Every homeowner’s experience is different, and eligibility for these benefits can vary based on individual circumstances. These are some potential tax benefits that may apply. Remember, your Helen Adams Realty agent is available to help you understand the costs of homeownership and how to take advantage of any tax benefits that may be applicable.
Keep Records
When it comes to any home expenses, it’s best to keep adequate records. Some tax benefits require homeowners to itemize deductions instead of taking standardized deductions. Keep organized records throughout the year to ensure a smooth tax season and help ensure you don’t miss eligible deductions.
Real Estate Taxes
Many people take out a mortgage to purchase a home, which is a predetermined amount paid monthly over the life of the loan. Other home purchase expenses, like closing costs and property taxes, may be included with the mortgage amount.
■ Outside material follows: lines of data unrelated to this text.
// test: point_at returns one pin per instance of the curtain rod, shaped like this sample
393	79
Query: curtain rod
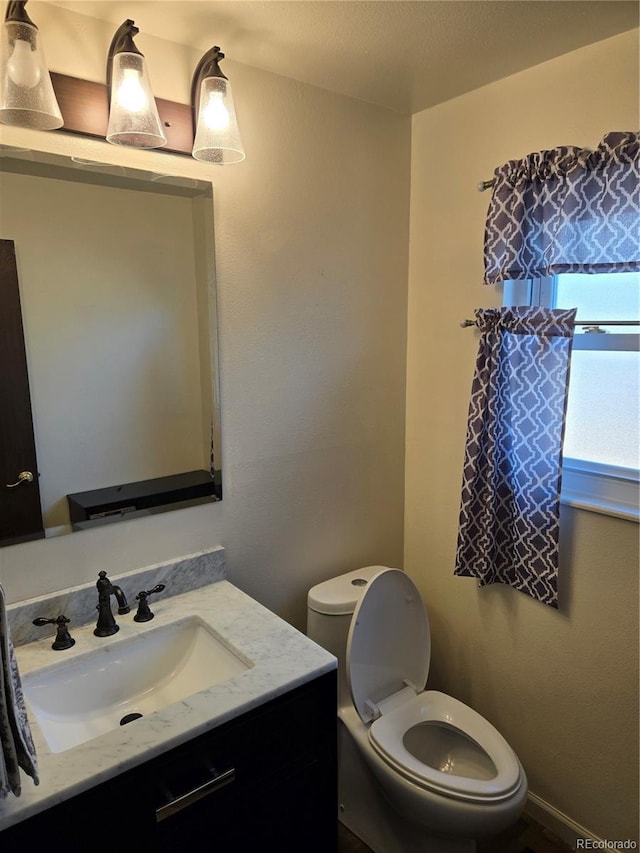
465	323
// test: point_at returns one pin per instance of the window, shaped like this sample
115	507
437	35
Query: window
602	435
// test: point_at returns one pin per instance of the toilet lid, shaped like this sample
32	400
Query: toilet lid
389	645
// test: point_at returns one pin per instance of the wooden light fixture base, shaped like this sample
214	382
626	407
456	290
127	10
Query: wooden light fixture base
85	109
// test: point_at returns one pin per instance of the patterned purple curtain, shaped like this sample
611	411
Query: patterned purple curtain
509	513
566	210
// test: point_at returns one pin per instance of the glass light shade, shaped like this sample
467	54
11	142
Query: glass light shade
217	136
27	98
133	116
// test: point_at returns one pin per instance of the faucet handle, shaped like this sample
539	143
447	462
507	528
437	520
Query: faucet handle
63	639
144	613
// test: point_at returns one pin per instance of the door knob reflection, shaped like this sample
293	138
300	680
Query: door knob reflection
23	477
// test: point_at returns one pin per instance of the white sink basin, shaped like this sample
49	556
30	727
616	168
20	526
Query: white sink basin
78	699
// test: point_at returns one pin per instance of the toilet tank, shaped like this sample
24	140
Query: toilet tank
330	606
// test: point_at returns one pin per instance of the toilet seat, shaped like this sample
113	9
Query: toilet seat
388	653
387	736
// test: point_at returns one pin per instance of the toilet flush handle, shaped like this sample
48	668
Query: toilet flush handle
373	711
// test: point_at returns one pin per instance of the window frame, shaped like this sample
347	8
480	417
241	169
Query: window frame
596	487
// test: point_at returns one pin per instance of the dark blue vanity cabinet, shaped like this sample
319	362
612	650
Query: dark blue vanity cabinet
264	781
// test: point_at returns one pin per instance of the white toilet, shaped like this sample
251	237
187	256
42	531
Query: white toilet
418	770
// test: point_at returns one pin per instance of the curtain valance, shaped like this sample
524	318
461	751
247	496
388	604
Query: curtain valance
566	210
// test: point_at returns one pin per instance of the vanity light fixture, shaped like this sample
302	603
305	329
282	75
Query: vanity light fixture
133	114
216	133
27	98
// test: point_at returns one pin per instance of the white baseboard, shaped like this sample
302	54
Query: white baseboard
555	821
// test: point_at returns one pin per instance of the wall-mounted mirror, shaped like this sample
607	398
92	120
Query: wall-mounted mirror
116	283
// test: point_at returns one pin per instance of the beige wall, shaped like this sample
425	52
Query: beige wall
311	236
561	686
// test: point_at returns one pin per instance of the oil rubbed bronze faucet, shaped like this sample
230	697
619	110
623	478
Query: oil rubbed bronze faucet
106	624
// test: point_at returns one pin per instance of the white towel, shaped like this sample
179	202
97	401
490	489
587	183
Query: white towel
16	741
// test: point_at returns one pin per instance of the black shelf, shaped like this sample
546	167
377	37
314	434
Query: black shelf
143	497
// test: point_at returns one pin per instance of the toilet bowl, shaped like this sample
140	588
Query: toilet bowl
419	770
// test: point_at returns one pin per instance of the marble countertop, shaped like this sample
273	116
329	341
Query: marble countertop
282	657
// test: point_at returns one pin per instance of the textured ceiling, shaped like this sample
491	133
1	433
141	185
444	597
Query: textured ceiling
406	56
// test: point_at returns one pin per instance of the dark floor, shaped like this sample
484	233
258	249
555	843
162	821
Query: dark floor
526	836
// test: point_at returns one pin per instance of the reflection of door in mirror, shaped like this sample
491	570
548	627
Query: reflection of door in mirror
20	515
117	297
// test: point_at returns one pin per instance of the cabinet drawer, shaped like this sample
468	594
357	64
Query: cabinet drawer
243	781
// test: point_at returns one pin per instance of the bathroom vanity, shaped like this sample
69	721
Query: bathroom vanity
249	762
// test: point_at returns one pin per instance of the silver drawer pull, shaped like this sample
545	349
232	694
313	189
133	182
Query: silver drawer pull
208	787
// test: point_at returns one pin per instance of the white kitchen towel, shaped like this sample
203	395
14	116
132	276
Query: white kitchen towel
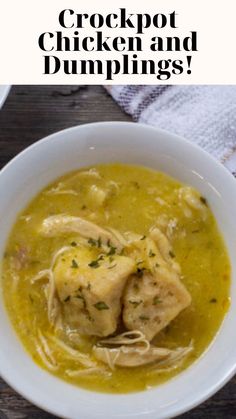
204	114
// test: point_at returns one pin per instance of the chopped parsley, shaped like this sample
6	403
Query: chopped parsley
95	243
73	244
31	299
156	300
143	317
100	305
74	264
135	303
203	200
95	263
151	254
112	251
140	272
112	266
92	242
213	300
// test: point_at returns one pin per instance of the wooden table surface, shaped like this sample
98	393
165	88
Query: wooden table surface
30	113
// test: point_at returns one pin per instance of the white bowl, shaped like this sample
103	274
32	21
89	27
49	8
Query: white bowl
131	143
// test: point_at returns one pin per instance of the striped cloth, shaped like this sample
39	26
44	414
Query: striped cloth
203	114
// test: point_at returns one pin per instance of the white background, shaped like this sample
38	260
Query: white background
21	23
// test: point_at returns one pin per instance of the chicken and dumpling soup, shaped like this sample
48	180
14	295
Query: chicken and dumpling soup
116	277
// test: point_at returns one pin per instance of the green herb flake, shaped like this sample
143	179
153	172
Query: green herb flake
112	266
135	303
112	251
73	244
213	300
92	242
139	262
140	272
203	200
151	254
156	300
144	317
74	264
94	264
100	305
135	184
31	299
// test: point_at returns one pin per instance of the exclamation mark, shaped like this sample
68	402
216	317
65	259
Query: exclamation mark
189	59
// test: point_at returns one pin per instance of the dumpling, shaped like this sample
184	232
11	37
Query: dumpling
61	224
154	295
152	301
90	287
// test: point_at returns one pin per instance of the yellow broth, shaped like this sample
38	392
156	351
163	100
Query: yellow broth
137	198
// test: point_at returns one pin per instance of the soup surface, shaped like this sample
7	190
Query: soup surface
116	277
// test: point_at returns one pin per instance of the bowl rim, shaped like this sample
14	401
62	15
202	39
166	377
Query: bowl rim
229	177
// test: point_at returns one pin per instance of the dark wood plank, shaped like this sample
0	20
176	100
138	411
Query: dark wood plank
31	113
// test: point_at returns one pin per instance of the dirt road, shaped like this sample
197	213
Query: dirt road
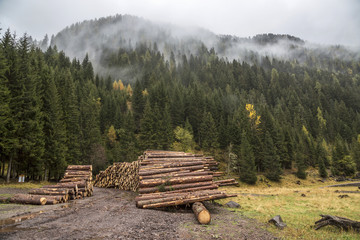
111	214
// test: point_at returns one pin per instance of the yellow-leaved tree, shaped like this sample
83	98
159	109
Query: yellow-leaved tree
254	118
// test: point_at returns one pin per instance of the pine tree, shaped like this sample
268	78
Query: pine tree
166	130
271	159
7	139
137	104
247	161
321	160
208	133
31	136
355	153
147	131
89	121
53	127
71	118
300	161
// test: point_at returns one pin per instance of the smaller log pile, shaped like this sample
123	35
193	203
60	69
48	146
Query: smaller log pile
76	184
176	178
119	175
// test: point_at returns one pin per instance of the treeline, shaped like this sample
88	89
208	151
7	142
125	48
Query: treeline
50	111
264	117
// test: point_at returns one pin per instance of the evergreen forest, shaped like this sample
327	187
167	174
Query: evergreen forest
257	113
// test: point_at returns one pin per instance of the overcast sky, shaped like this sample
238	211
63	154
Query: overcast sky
318	21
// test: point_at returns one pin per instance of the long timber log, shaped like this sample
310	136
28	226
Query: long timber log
175	187
177	180
167	170
28	199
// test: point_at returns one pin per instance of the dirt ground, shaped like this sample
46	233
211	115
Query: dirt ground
112	214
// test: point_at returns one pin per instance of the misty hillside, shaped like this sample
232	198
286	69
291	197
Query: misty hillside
274	101
102	37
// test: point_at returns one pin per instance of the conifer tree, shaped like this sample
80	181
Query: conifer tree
271	159
53	127
247	171
137	104
208	133
71	119
147	131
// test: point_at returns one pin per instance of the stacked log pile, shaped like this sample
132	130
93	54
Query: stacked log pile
176	178
119	175
76	184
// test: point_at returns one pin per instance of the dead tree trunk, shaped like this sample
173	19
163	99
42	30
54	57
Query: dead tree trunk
201	213
340	222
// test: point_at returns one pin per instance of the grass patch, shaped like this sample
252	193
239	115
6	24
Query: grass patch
299	213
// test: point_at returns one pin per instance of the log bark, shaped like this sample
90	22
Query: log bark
177	180
340	222
201	213
171	165
80	167
167	170
185	201
156	195
49	191
178	197
174	187
28	199
177	174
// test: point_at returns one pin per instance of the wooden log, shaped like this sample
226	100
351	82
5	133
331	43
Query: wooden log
76	179
49	191
185	201
80	167
176	174
228	184
156	195
225	181
201	213
167	170
340	222
28	199
174	187
70	185
171	165
176	180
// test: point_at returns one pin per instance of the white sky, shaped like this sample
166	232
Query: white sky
318	21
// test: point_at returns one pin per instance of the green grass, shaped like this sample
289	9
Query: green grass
299	213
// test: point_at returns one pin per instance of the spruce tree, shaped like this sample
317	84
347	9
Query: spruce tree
247	170
147	131
321	160
271	159
71	118
30	134
137	104
208	132
167	133
54	128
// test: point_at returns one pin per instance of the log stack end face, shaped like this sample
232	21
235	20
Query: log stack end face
176	178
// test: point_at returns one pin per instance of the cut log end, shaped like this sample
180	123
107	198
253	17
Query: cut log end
201	213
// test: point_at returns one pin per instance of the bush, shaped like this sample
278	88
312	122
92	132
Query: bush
344	167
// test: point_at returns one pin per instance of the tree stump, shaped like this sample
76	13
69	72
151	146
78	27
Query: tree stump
201	213
340	222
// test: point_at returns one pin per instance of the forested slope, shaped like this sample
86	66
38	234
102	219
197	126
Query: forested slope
271	112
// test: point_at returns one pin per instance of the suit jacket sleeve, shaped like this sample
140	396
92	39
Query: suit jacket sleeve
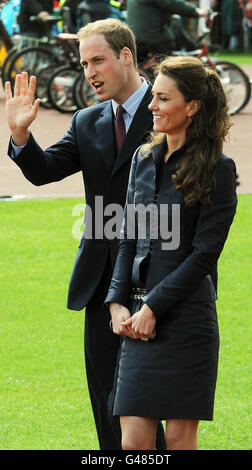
55	163
211	231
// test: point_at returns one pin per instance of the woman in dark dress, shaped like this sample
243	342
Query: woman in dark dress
182	192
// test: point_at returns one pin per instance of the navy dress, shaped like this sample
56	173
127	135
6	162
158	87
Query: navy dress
174	375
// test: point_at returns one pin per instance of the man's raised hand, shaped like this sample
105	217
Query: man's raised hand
21	109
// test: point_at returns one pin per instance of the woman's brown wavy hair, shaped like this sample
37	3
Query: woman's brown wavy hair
205	135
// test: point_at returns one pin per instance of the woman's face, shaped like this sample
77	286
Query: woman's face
170	111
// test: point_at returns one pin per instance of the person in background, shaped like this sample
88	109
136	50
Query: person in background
246	6
191	24
40	8
165	277
156	27
232	31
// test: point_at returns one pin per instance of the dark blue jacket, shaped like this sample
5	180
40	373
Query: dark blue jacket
188	269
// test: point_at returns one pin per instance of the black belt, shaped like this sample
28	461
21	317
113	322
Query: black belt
137	293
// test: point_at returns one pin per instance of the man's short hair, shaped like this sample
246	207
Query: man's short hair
117	34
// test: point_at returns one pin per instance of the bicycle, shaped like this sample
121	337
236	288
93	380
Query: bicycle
236	83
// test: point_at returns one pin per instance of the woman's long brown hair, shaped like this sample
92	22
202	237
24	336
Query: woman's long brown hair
195	176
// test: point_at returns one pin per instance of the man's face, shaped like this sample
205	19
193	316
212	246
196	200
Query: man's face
106	73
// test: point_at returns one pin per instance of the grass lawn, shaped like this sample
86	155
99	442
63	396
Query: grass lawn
44	398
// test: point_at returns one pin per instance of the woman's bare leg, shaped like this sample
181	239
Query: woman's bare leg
181	434
138	432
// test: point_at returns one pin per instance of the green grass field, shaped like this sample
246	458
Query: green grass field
44	398
239	58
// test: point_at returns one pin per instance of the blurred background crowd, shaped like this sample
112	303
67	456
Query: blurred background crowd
231	28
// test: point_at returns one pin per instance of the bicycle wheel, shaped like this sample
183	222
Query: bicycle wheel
60	89
87	93
6	64
31	60
236	85
43	78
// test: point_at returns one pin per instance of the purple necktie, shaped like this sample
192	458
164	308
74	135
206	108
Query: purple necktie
119	128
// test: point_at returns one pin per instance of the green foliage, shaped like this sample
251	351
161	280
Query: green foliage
44	398
239	58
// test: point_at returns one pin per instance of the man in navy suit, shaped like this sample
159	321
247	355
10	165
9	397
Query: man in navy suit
108	55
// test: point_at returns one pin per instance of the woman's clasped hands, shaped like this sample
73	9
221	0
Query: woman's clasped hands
141	325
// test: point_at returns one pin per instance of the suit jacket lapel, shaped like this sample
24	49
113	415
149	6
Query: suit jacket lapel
105	139
141	124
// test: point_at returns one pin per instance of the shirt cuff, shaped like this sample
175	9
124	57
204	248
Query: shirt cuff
16	149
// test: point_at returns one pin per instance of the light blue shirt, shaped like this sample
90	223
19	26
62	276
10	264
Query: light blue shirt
130	106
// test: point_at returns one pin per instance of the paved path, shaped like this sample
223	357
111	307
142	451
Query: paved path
50	125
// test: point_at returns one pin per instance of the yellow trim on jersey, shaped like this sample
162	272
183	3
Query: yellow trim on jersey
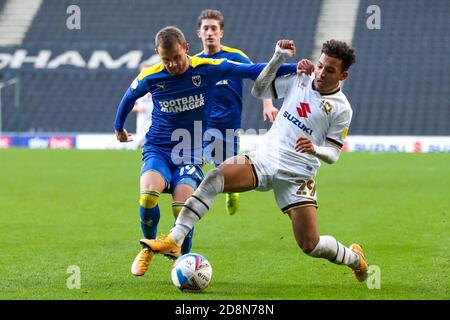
229	49
196	61
344	134
151	70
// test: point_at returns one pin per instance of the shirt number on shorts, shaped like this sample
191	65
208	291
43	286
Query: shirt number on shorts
306	188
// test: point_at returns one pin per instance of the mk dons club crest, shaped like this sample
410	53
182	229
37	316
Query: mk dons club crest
197	80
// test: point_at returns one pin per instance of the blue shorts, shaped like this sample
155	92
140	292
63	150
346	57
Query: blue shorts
220	145
172	174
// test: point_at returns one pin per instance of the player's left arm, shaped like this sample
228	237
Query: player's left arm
334	140
231	69
134	92
269	110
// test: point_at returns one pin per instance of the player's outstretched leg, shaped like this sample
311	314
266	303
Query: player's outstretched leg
187	243
149	213
232	202
193	210
360	272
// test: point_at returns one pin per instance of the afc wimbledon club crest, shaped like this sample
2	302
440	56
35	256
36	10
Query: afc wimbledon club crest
197	80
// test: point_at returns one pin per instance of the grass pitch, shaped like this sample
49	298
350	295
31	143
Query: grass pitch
80	208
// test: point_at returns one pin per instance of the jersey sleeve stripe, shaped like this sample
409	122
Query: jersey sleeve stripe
334	142
229	49
273	90
150	70
197	61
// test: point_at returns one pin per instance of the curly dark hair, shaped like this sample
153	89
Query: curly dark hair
211	14
167	37
340	50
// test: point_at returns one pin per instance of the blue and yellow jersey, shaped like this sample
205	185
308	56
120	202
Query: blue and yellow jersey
226	104
180	102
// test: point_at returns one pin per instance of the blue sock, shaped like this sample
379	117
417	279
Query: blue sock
149	213
187	243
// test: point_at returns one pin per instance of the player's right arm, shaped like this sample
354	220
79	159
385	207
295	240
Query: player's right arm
134	92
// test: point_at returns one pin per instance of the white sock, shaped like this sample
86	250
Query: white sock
331	249
197	205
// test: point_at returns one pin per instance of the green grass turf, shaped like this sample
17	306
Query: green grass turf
61	208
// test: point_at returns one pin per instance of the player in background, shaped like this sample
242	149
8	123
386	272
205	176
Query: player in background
312	125
181	87
226	106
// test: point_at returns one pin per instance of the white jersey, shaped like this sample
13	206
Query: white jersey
305	112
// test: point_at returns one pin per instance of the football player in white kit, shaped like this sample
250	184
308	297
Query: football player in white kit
311	125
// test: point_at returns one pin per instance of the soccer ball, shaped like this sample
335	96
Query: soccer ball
191	272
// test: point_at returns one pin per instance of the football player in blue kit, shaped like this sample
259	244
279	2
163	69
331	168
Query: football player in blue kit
226	105
181	86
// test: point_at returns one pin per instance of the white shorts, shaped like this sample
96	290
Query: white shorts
291	189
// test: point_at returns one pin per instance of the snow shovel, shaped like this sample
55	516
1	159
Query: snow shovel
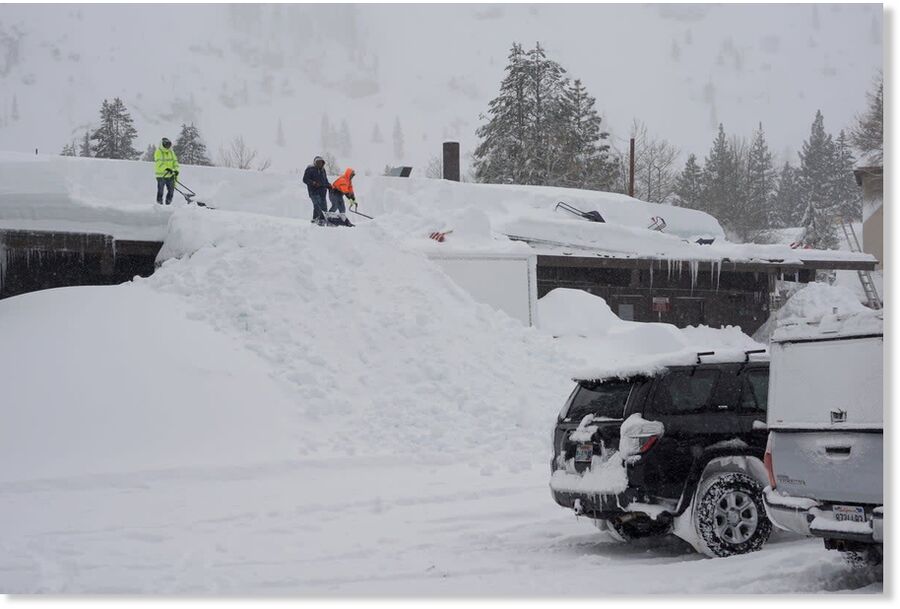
657	223
353	207
593	216
189	195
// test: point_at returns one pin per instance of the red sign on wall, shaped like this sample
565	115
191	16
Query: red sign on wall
662	304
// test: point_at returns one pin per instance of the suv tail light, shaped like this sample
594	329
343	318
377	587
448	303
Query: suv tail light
639	435
646	443
767	461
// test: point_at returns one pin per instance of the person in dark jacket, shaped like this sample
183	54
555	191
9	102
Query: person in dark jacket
316	181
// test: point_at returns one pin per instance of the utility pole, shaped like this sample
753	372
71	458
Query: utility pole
631	171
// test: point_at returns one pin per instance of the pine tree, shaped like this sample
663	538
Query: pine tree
720	178
116	134
279	135
69	149
868	134
398	139
86	148
583	144
377	138
817	183
787	205
500	156
847	195
189	147
758	210
544	86
689	185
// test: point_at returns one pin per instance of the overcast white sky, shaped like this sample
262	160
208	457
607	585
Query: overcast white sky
680	68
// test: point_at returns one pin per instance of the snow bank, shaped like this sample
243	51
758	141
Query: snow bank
274	333
383	352
117	198
587	328
821	310
112	379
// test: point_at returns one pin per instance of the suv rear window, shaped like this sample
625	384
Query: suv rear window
681	392
755	395
604	399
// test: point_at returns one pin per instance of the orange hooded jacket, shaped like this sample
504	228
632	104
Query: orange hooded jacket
344	184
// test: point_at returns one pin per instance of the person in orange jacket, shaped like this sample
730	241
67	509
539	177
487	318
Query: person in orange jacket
340	188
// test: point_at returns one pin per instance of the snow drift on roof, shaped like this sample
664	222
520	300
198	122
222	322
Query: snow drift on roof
586	327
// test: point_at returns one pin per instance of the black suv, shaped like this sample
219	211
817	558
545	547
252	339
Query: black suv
679	452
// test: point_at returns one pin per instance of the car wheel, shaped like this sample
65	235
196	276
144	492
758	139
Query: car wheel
729	516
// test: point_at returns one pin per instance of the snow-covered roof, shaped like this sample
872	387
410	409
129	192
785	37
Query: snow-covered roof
117	198
820	310
588	330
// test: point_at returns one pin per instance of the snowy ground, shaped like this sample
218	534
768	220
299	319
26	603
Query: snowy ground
284	409
393	527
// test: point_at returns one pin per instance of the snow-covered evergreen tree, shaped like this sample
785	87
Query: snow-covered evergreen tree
867	135
543	129
86	148
114	138
758	212
190	148
817	163
398	139
545	83
584	147
721	178
847	195
500	157
787	207
689	185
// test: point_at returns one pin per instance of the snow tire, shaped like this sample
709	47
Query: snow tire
729	516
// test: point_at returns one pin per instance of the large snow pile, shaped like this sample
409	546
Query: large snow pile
822	310
588	329
355	346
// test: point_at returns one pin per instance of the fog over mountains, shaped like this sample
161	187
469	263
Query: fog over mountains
274	73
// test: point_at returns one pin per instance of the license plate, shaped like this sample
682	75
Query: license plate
584	452
851	513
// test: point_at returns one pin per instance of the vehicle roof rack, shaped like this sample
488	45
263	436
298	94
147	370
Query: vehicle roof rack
703	354
747	354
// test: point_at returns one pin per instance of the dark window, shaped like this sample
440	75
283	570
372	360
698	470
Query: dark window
681	392
756	391
606	399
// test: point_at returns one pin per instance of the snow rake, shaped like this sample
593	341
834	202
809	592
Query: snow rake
189	195
593	216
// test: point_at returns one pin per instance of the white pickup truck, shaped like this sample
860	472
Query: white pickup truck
826	416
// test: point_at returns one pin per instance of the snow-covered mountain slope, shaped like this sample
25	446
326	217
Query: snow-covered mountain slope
245	70
285	409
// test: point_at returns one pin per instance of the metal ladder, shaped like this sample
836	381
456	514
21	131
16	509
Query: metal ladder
865	277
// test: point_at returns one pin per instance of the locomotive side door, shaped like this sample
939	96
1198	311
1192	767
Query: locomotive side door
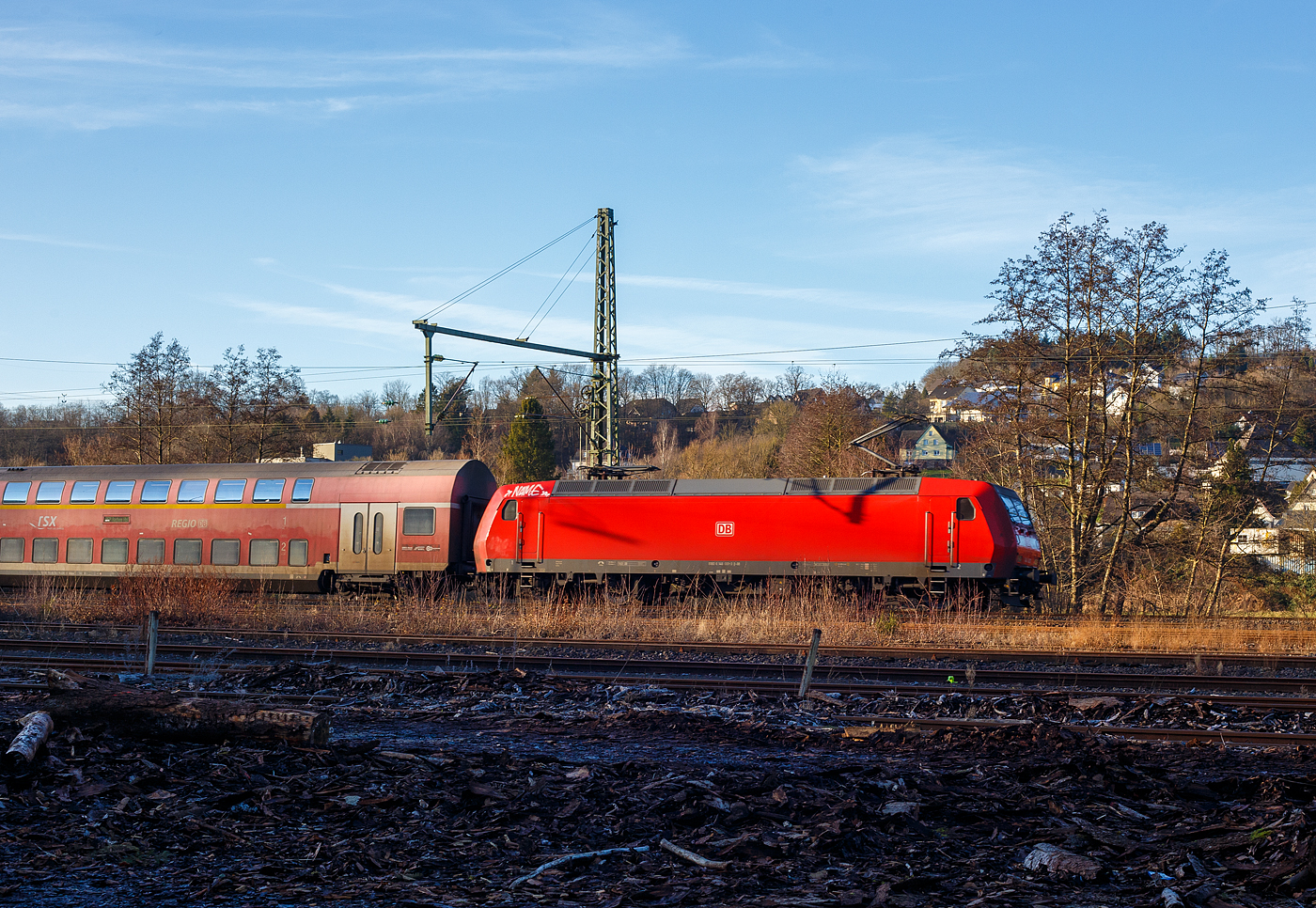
368	539
463	556
938	533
Homeowners who itemize may deduct the cost of state and local real estate taxes paid toward the mortgage in a given year. The maximum combined amount to be deducted is $10,000.
Mortgage Interest
Deductions may be taken for interest paid on a home’s mortgage. Homeowners who itemize may deduct 100% of their mortgage interest payments with a maximum combined mortgage balance of up to $750,000 (this applies exclusively to loan balances taken after Dec. 16, 2017).
Capital Gains
When selling a home, many homeowners can take advantage of savings opportunities when they aren’t required to pay capital gains tax on profits from the home’s sale. One key requirement to avoid capital gains tax is owning and occupying the home as a primary residence for at least two of the past five years. In this case, seller(s) do not have to pay any taxes on the first $250,000 (filing single) or $500,000 in profits (filing married). This rule typically applies to primary residences, not investment properties.
Please note that tax law is changing regularly. Refer to your real estate agent and qualified tax professional for the most current and personalized information.